Program aims

Humans are ocular-centric and privileging sight over the other cognitive faculties is a common cultural tendency.  Japanese culture is no exception: one indication of this tendency is that the most powerful deity of the native Japanese religion, Shinto, is Sun Goddess, Amaterasu. Being the source of light, she bestows the gift of sight upon all sentient beings. Unlike wild beasts with a keen sense of smell, humans have relied on sight, not just as a means of survival, but also for the efflorescence of highly advanced culture.  The inventions of writing systems and visual arts are the epitomes of civilization motivated by humans’ desire to learn from and to be moved by visual information.

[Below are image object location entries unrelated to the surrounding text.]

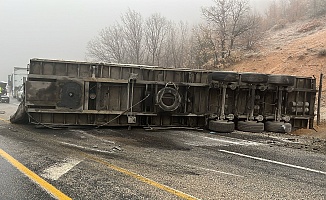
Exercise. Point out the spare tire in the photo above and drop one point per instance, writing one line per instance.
(170, 94)
(253, 78)
(250, 126)
(221, 126)
(278, 127)
(224, 76)
(281, 80)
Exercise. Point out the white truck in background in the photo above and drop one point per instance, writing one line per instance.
(16, 80)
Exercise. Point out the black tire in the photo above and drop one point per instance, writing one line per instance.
(278, 127)
(253, 78)
(224, 76)
(221, 126)
(165, 91)
(250, 126)
(281, 80)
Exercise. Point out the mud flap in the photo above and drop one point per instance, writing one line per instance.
(21, 116)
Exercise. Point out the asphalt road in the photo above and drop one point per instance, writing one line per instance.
(163, 164)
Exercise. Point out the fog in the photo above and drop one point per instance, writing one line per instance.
(61, 29)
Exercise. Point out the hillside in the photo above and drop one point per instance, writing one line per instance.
(297, 49)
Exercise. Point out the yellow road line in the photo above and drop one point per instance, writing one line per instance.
(143, 179)
(5, 120)
(34, 177)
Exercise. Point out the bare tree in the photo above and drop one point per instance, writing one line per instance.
(155, 35)
(204, 47)
(255, 33)
(133, 30)
(109, 46)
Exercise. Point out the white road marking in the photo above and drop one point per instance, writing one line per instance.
(56, 171)
(234, 141)
(86, 148)
(209, 141)
(273, 161)
(213, 170)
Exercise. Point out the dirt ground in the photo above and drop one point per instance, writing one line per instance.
(296, 50)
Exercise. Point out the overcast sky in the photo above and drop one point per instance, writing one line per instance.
(60, 29)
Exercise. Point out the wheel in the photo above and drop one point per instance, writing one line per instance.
(250, 126)
(253, 78)
(224, 76)
(168, 99)
(221, 126)
(278, 127)
(281, 80)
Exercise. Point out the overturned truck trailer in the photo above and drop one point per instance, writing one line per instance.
(69, 93)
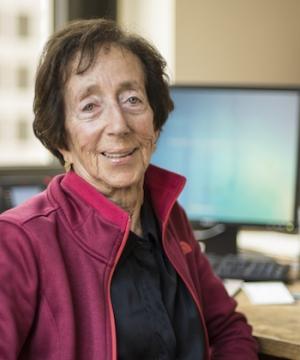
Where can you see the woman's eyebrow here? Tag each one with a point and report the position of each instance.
(130, 85)
(90, 89)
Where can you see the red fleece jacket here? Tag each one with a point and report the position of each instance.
(58, 252)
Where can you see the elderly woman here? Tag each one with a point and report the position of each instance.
(103, 264)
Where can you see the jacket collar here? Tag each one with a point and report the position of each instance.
(163, 186)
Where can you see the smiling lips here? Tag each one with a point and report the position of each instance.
(118, 155)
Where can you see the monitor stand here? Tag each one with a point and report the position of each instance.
(222, 243)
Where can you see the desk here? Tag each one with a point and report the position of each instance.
(276, 327)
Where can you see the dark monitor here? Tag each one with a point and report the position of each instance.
(238, 148)
(18, 184)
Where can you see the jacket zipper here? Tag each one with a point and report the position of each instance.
(111, 312)
(194, 296)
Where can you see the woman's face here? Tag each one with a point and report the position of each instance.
(109, 121)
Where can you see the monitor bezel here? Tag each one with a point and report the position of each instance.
(286, 228)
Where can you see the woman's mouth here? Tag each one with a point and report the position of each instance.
(118, 154)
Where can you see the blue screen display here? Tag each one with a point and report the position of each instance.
(238, 149)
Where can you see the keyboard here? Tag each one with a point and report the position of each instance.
(237, 266)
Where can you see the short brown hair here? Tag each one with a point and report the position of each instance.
(85, 37)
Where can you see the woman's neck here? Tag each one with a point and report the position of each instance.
(130, 200)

Nevertheless, it is a mistake to equate the privilege of vision with  salience of visual information, since images can be ambiguous, ambivalent, and misleading.  Furthermore, viewers themselves may not be equipped with the “visual grammar” to “read” the given images. In the case of visual arts from a distant time and/or place, the challenge is understandably greater. According to Monta Hayakawa (2008), for example, one of the most common misconceptions about the early modern shunga is that these paintings are depicting acrobatic sex, because the lovers’ torsos and limbs are often contortionary. However, Hayakawa explains that this is due to the conventions of shunga, in which the two faces of the couple are drawn adjacent to each other just as their copulating genitalia are. Behind this convention is the idea that one’s genital is his or her “second face,” as a subject’s sexual organ is usually drawn as the same size as his/her face. Furthermore, there are images in Utagawa Kunisada’s Shunshoku hatsune no mume (1842), featuring a man whose face and penis are swapped and a woman similarly has a vulva for her face and a face in her private area (http://tinyurl.com/ksy9wrq).

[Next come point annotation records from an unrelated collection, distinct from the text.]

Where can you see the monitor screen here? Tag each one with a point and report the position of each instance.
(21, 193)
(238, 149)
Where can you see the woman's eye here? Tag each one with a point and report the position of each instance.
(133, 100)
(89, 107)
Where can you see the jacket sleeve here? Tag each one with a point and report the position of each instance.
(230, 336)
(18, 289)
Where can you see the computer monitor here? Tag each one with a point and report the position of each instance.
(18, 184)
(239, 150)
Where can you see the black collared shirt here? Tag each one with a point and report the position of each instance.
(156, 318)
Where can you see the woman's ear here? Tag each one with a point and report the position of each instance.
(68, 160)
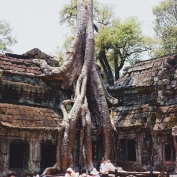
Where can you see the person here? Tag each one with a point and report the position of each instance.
(83, 173)
(69, 172)
(11, 175)
(94, 173)
(29, 174)
(104, 168)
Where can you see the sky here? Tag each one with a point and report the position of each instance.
(35, 23)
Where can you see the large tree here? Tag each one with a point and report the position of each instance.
(79, 72)
(6, 39)
(165, 28)
(117, 42)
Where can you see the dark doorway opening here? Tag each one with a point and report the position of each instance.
(48, 155)
(96, 153)
(127, 150)
(131, 150)
(19, 151)
(170, 153)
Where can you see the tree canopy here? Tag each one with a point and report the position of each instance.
(5, 36)
(123, 41)
(117, 41)
(165, 27)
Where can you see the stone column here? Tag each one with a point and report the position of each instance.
(34, 155)
(174, 134)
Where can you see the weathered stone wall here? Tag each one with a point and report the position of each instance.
(148, 110)
(28, 108)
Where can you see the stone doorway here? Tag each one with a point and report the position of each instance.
(96, 153)
(19, 154)
(48, 155)
(128, 150)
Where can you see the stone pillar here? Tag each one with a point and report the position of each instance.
(34, 156)
(4, 155)
(174, 134)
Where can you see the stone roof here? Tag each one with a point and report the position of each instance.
(147, 73)
(18, 66)
(139, 115)
(28, 117)
(23, 64)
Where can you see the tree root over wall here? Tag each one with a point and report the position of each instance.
(79, 72)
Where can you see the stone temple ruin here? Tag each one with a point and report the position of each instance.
(145, 121)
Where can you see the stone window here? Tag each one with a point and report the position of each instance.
(128, 150)
(19, 154)
(48, 155)
(168, 152)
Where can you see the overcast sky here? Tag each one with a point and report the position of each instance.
(35, 23)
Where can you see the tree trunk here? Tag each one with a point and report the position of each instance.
(106, 67)
(79, 72)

Should linguistic descriptions of human body, then, be more salient than a picture?  Not always.  Rajyashree Pandey (2015) writes, the characters in the Tale of Genji (ca. 1000) are “rather than enfleshed, corporeal beings presented in their fullness, … [they are] vaguely defined, elusive, shadowy figures, which hardly registered as bodies,” (p. 1). That is to say, in the eleventh century court, aristocratic ladies were buried under heavy layers of clothing and trailing six feet of glowing jet-black hair. In this context, the robes and hair represented the physicality and sensuality of a woman’s body much more concretely than her skin and flesh.Without this knowledge, readers may misinterpret a scene with a bare-chested woman on a humid summer night as erotic but not an illustration of layered garments peeking from under the curtains.

Beyond shunga and the Genji, it is well-known that Japan boasts a rich history of illustrated texts from ancient scroll paintings tomanga, which now occupies a large section of numerous bookstores in North America, Europe, and Asia. Each of the “Visualizing Texts, Reading Images” workshops will feature a handful of important works and provide a vibrant platform for the scholars from Dartmouth and neighboring institutions to engage in interactive discussions, whether they are presenters or in the audience.

Upon the conclusion of three “Visualizing Texts, Reading Images” workshops, the organizers plan to edit the papers into a special issue of a journal.